So much for the "digital revolution". The Gartner Group is revising its e-commerce predictions downwards after 42 per cent of users said they were cutting back net use because of security concerns. As a result, Gartner is shaving one to three per cent off its growth estimates. It had previously reckoned that online business would grow by 15 per cent next year.
A third of concerned users are buying less online than they otherwise would. More than a quarter surveyed said they were cutting back on online banking.

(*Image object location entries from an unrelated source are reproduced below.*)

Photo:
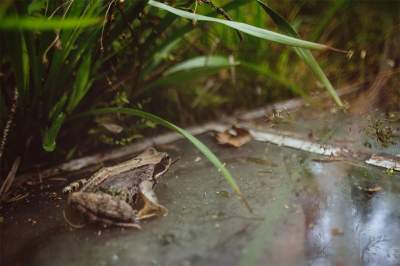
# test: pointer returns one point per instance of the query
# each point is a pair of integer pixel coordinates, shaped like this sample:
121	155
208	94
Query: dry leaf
234	137
337	232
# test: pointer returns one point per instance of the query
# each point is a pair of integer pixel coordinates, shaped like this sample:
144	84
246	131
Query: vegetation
60	59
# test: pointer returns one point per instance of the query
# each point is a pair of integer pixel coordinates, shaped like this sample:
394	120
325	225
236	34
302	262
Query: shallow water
304	213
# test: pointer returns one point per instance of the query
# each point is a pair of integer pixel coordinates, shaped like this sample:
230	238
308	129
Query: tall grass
64	59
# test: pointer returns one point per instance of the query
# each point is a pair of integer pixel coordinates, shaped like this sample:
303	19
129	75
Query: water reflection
348	225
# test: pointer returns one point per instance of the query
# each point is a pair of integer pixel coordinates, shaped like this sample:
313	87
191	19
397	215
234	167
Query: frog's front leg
74	186
104	208
151	206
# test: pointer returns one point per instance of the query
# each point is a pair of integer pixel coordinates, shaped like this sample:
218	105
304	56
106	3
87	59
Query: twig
89	161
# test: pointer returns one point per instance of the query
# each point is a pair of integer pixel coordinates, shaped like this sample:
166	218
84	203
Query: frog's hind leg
74	186
151	206
109	222
104	208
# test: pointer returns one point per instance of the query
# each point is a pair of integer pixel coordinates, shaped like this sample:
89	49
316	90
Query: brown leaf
234	137
337	232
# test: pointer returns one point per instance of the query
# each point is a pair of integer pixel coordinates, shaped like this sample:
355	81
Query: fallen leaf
373	189
235	137
337	232
113	128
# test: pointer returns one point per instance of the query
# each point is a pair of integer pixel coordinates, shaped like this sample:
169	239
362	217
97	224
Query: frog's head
162	166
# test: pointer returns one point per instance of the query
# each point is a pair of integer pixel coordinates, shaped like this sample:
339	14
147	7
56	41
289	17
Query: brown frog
122	194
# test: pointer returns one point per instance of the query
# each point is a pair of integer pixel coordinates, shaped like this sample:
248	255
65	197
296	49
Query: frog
121	195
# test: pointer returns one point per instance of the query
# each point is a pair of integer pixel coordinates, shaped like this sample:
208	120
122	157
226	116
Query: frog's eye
162	167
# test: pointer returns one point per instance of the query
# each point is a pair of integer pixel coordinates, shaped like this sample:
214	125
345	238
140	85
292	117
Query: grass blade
243	27
50	134
196	142
44	24
304	54
200	62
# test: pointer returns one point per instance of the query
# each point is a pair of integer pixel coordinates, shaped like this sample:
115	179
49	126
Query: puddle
305	213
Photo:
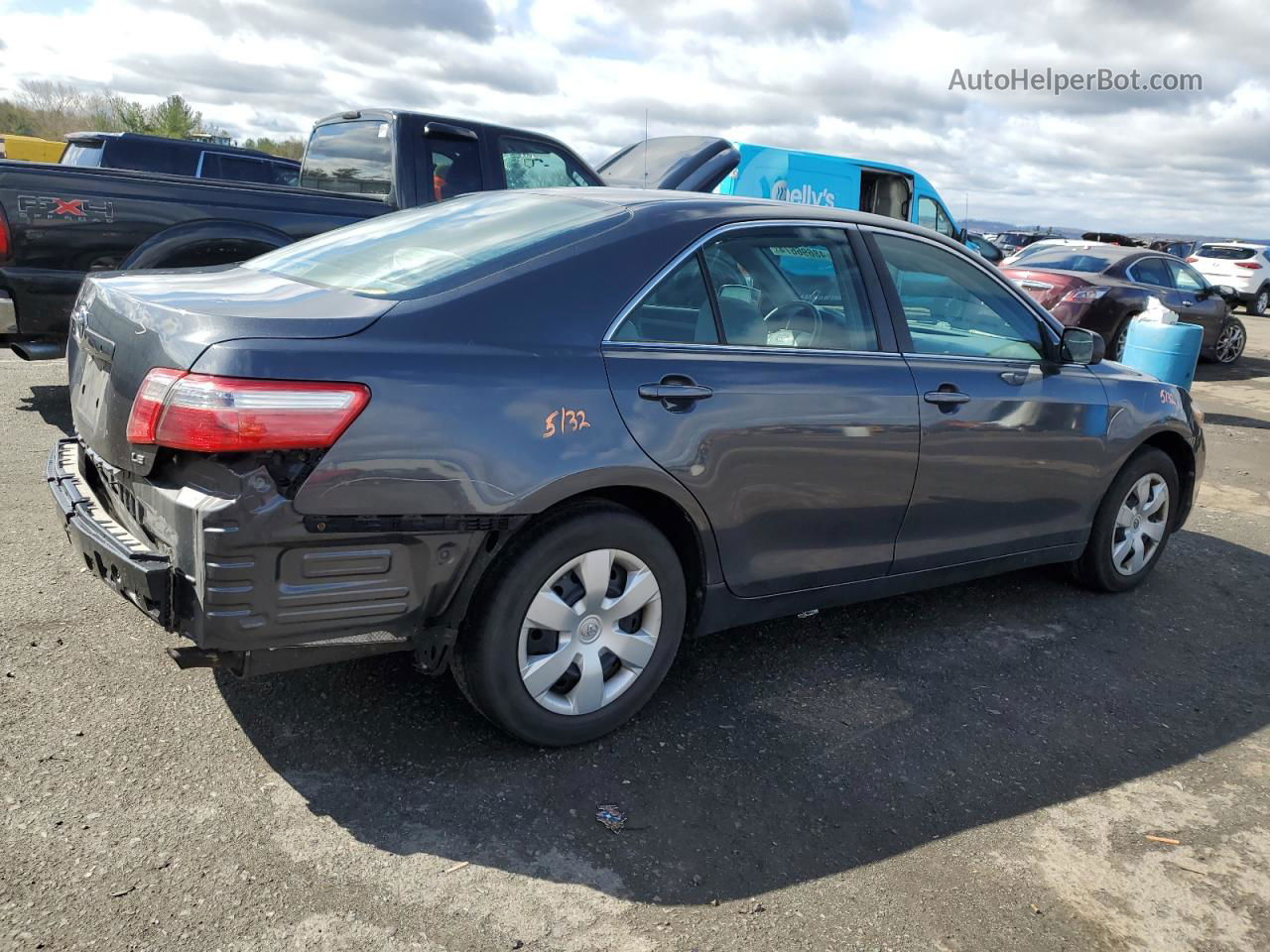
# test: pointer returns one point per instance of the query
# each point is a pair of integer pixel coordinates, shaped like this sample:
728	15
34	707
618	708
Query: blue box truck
706	164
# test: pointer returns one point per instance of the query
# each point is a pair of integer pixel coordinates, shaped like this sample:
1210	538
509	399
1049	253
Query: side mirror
1082	347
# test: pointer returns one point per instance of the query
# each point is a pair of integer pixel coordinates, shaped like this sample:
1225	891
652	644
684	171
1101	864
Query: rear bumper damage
221	557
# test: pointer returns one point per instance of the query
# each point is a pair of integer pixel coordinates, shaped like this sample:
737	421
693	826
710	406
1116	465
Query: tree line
53	109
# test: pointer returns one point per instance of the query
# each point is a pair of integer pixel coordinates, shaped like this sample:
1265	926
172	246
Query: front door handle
674	391
947	398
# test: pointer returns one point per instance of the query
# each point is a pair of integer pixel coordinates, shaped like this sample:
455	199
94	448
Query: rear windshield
1070	261
1227	253
441	246
350	157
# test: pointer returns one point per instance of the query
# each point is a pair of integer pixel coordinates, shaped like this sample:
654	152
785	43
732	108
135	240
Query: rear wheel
1132	526
580	622
1230	341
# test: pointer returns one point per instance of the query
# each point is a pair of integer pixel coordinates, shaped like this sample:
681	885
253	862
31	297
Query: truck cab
706	164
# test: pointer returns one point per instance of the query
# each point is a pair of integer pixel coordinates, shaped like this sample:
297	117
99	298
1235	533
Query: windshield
1228	253
1066	261
441	246
354	158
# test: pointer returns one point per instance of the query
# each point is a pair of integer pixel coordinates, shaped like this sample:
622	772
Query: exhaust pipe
39	349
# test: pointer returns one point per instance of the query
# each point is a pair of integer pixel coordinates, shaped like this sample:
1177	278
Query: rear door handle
947	398
674	391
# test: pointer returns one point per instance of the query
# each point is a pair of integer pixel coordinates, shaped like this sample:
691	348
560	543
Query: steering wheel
783	316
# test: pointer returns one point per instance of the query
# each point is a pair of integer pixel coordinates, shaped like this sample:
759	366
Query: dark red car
1102	287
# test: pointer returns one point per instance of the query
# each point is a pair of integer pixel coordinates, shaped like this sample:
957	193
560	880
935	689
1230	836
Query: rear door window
536	164
353	158
454	167
1152	271
675	311
1187	278
790	289
953	308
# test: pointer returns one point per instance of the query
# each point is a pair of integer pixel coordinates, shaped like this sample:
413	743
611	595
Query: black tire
485	656
1228	356
1115	344
1260	302
1095	567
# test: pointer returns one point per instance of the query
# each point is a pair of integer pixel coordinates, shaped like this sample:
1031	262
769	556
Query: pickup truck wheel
1132	526
578	624
1230	343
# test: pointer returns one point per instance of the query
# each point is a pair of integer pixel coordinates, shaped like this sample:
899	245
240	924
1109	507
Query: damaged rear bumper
220	556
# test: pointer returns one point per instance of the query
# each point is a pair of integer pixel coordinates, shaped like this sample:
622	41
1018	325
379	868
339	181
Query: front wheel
1230	341
1132	526
578	625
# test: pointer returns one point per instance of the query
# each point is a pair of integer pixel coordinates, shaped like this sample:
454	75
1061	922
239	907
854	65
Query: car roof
653	203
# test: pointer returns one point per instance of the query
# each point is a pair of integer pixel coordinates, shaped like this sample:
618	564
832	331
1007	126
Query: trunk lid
125	325
679	163
1046	289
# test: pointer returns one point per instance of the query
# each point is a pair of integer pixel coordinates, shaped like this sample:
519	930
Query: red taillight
5	245
1083	295
232	416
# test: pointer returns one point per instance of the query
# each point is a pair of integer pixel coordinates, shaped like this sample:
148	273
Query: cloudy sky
864	79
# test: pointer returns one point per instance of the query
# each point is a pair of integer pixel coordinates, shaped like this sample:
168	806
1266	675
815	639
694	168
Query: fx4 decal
54	208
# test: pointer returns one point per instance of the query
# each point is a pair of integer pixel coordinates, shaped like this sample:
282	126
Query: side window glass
943	223
1152	271
1187	278
928	213
531	164
454	167
790	289
953	308
677	309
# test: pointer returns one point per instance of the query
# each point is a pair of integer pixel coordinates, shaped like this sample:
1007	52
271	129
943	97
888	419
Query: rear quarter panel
492	402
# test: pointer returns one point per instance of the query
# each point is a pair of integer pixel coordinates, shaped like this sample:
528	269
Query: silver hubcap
1119	343
1141	525
1229	345
589	633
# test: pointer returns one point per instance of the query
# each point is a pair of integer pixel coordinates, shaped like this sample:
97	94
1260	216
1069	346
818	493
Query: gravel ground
974	769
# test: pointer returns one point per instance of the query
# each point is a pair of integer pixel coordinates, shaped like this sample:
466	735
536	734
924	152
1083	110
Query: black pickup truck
58	222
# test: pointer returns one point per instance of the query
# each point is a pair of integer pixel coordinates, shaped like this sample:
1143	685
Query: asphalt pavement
978	769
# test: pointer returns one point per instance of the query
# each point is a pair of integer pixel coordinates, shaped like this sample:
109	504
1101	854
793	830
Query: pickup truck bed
60	222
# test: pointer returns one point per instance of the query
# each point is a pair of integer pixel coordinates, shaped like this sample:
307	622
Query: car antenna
645	149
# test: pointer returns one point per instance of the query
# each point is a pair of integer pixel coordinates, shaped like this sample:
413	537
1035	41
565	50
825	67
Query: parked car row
539	435
135	202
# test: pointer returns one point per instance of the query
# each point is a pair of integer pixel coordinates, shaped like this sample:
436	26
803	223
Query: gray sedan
538	436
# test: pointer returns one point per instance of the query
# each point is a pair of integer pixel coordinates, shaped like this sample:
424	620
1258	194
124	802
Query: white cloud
869	79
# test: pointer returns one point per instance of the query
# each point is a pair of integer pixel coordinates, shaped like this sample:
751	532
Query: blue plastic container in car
1165	350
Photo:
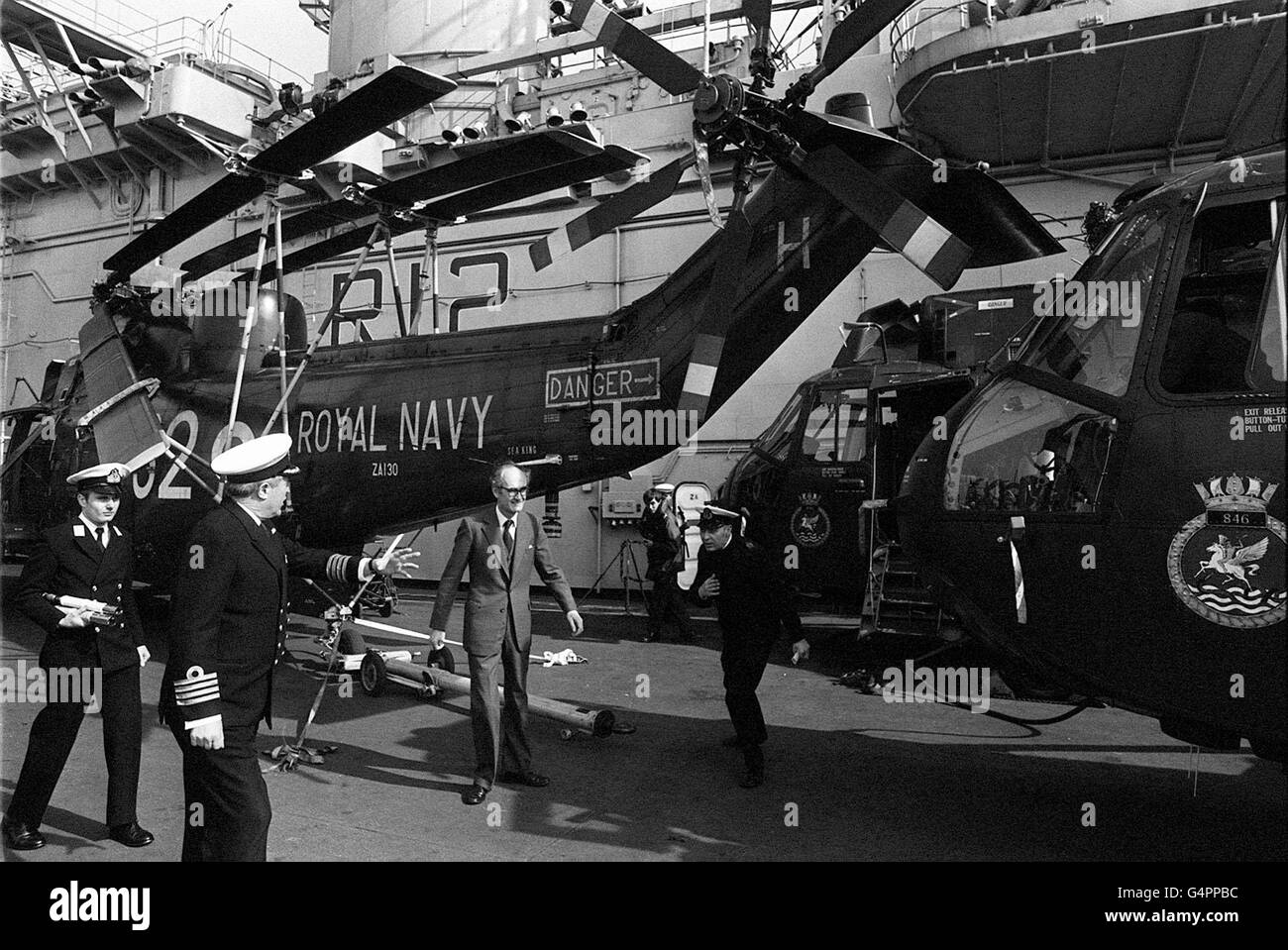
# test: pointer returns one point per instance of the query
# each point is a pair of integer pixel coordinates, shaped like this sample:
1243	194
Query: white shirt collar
254	516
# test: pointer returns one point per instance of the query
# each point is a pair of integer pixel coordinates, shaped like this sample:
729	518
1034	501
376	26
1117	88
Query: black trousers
226	807
54	733
500	729
743	665
666	605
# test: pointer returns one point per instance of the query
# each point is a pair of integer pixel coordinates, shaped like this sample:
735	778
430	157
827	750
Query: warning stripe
1021	607
700	376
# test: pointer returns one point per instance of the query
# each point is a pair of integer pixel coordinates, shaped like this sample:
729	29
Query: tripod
629	571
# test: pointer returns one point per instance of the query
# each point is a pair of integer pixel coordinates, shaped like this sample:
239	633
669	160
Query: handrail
902	38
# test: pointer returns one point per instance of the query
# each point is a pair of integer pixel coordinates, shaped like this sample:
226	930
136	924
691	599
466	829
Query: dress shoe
130	835
22	837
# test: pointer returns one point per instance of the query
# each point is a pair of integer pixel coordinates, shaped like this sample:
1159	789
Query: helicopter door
690	499
822	497
1210	514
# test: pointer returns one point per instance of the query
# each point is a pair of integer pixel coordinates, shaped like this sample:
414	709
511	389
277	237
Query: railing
185	38
181	39
107	17
927	24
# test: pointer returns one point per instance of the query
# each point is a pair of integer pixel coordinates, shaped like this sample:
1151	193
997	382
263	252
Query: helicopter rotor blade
708	345
387	97
455	170
849	37
612	214
927	245
627	43
524	185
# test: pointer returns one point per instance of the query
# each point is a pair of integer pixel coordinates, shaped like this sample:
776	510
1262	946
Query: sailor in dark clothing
755	607
227	632
665	537
89	559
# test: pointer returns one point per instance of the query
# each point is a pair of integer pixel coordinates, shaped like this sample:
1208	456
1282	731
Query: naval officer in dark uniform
227	631
754	606
90	559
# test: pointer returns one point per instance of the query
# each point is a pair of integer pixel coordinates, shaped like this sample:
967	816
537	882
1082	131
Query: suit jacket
498	591
666	551
228	615
754	601
71	562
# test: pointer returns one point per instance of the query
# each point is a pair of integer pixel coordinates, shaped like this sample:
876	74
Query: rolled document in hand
99	611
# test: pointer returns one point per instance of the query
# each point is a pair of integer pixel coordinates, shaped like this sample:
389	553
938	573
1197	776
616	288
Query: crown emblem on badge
1232	492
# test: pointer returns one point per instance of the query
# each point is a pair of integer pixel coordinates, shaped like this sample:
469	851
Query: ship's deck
868	781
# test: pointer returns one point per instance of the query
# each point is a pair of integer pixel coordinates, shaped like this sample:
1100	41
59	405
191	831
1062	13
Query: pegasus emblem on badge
1234	559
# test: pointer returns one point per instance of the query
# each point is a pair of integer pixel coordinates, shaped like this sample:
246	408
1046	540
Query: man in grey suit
500	549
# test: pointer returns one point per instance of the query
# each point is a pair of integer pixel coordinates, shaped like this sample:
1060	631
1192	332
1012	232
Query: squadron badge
810	525
1228	564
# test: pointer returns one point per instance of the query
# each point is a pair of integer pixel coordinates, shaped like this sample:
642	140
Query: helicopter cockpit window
835	429
1214	330
1022	450
1102	309
1266	369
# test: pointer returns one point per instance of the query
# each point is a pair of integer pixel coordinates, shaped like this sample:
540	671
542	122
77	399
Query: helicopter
809	481
1107	508
389	434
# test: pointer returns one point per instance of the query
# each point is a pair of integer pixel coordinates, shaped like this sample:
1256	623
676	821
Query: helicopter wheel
373	674
442	658
352	641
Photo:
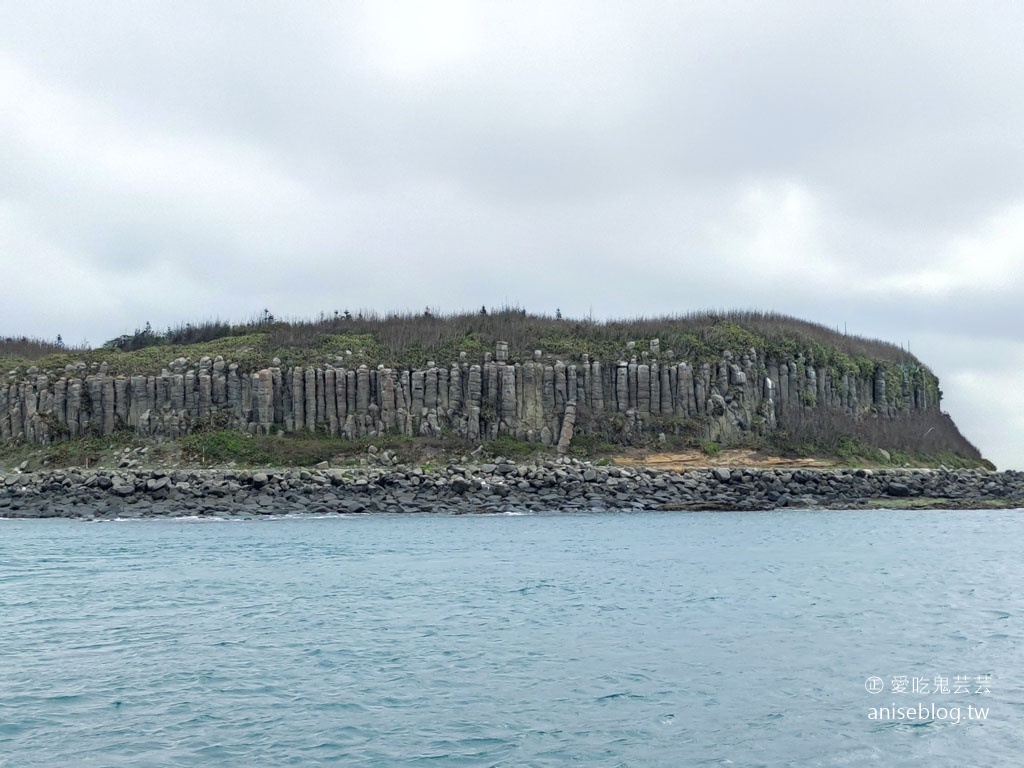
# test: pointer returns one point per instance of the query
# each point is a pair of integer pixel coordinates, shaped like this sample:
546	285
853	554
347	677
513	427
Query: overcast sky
859	165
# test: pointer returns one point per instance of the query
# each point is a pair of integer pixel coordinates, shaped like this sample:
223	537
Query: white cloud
858	167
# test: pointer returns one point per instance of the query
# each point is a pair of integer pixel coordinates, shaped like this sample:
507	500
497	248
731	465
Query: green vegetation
412	340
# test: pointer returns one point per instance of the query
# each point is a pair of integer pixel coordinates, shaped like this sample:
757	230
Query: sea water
653	639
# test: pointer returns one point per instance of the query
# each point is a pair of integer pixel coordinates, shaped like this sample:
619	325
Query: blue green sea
642	639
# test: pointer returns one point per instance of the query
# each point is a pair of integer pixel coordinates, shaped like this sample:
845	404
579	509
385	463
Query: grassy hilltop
412	341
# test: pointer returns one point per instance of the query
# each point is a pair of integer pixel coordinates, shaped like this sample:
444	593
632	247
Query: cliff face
540	400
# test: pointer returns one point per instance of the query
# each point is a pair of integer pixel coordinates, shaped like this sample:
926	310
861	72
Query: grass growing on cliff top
414	339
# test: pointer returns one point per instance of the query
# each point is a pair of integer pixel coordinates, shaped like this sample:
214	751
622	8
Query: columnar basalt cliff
537	399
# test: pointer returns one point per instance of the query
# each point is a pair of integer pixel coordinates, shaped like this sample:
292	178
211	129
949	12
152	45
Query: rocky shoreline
502	485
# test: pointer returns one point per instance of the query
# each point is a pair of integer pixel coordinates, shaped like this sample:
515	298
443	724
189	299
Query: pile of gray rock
502	485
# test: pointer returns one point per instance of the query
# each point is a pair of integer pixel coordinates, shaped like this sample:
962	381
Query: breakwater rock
502	485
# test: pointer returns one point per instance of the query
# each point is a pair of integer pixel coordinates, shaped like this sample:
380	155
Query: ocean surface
650	639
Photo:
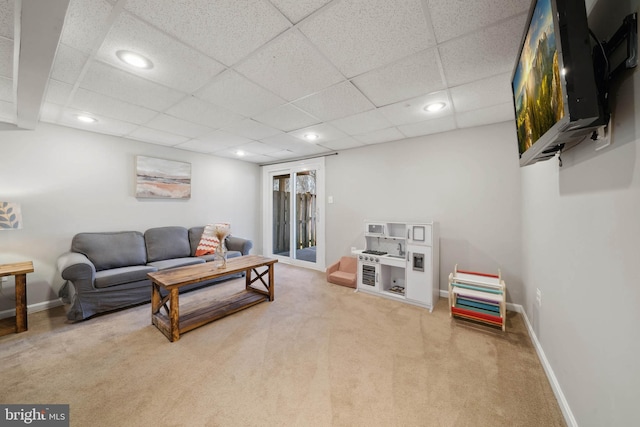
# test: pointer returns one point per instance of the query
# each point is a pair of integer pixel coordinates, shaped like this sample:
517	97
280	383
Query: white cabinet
418	271
407	268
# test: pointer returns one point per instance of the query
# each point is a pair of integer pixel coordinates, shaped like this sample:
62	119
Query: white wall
466	180
581	234
70	181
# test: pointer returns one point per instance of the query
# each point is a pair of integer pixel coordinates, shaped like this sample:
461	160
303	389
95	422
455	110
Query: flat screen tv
555	93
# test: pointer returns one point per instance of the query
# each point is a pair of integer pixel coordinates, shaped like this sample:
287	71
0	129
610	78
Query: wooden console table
19	322
173	323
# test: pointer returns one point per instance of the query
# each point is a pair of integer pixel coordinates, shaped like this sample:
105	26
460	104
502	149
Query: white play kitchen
400	262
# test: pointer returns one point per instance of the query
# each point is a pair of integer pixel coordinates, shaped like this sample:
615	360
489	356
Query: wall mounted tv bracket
603	54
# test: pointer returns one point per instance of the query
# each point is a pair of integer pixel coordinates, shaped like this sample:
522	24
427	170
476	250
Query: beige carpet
319	355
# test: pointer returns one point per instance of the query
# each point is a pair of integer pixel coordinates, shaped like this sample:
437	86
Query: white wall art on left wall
160	178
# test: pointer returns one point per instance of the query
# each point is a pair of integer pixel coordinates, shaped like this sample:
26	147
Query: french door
293	223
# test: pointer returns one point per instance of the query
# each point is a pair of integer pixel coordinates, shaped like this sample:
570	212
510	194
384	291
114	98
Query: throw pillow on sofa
208	242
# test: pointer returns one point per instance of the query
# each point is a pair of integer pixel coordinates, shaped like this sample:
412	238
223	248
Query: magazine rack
478	296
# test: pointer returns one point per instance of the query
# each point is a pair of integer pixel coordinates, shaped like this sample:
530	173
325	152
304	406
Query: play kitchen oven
400	262
369	268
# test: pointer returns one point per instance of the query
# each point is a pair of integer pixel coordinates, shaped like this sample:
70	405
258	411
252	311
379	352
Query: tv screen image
555	95
537	85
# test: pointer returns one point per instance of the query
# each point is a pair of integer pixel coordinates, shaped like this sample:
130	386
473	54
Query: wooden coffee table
172	323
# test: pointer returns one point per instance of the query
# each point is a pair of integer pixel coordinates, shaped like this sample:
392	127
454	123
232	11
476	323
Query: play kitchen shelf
478	296
400	262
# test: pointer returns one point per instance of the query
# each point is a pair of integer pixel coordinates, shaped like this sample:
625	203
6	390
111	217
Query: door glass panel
281	215
304	237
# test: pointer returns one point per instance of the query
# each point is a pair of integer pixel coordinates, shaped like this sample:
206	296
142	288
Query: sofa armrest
77	269
239	244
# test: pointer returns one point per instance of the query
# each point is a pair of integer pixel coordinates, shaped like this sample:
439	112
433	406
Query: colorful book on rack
492	308
474	315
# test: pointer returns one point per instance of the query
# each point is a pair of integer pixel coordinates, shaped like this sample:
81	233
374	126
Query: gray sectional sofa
108	271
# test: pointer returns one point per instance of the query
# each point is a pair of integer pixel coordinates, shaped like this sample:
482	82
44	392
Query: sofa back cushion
111	249
166	243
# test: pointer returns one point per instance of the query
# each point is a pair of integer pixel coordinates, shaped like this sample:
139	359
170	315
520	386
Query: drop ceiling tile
50	113
483	53
6	89
482	93
362	123
335	102
251	129
236	93
103	105
156	137
68	64
324	131
85	21
198	111
104	124
223	139
305	149
297	10
6	58
167	123
409	77
286	118
452	18
360	35
428	127
58	92
226	30
342	144
412	111
283	141
118	84
200	146
174	64
6	18
485	116
232	153
379	136
283	154
257	147
290	67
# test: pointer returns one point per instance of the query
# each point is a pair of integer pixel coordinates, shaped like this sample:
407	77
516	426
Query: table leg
174	315
271	284
21	302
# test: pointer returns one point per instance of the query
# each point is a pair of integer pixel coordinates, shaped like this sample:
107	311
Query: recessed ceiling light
436	106
86	119
134	59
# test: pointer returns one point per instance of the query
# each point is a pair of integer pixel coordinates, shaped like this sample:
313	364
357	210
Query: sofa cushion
119	276
111	249
175	262
167	243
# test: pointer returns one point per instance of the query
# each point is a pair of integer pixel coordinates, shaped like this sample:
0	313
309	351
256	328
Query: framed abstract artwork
160	178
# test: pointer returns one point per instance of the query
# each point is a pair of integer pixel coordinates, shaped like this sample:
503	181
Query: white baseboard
555	386
33	308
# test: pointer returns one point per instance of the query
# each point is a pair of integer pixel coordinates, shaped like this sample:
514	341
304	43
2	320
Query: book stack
478	296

Of those registering concern about online banking security, four per cent have abandoned online banking completely, while 14 per cent have stopped paying bills online.
More than half of the sample has received a phishing Email, and malware and reports of wholesale identity theft are also factors.
"Consumers' fears about online fraud have increased as more have received phishing Emails, their computers are fouled with thieving viruses and hacker programs and companies reveal mass thefts of credit-card numbers from databases," reports the Wall Street Journal.
Personal information on 40m credit card users in the US went astray - the latest in a succession of ID breaches - and a Sun reporter described how he could pick up online banking passwords and credit card information for £4.25 ($7) a name from an Indian call center.
Gartner analyst Avivah Litan calls it a watershed year, and she's not exaggerating.
The problem is a lot easier to describe than it is to fix. Browser and OS security are only part of the problem: many scams rely on the very flexibility permitted by the Internet's protocols to spoof Websites and Email addresses. Nor would "closed" networks entirely solve the problem, either.
However, the consensus is gradually shifting away from the utopians and fantasists to discussing practical alternatives to the IPv4 wreckage we are stuck with today. Last year a report recommended TCP should be replaced within five to ten years, and Intel SVP Pat Gelsinger has advocated a "superstructure" to be built on today's protocols.
All of which suggests that Web 3.0 will look a lot more like France's Minitel than anyone can have envisaged. But it isn't 1994 anymore.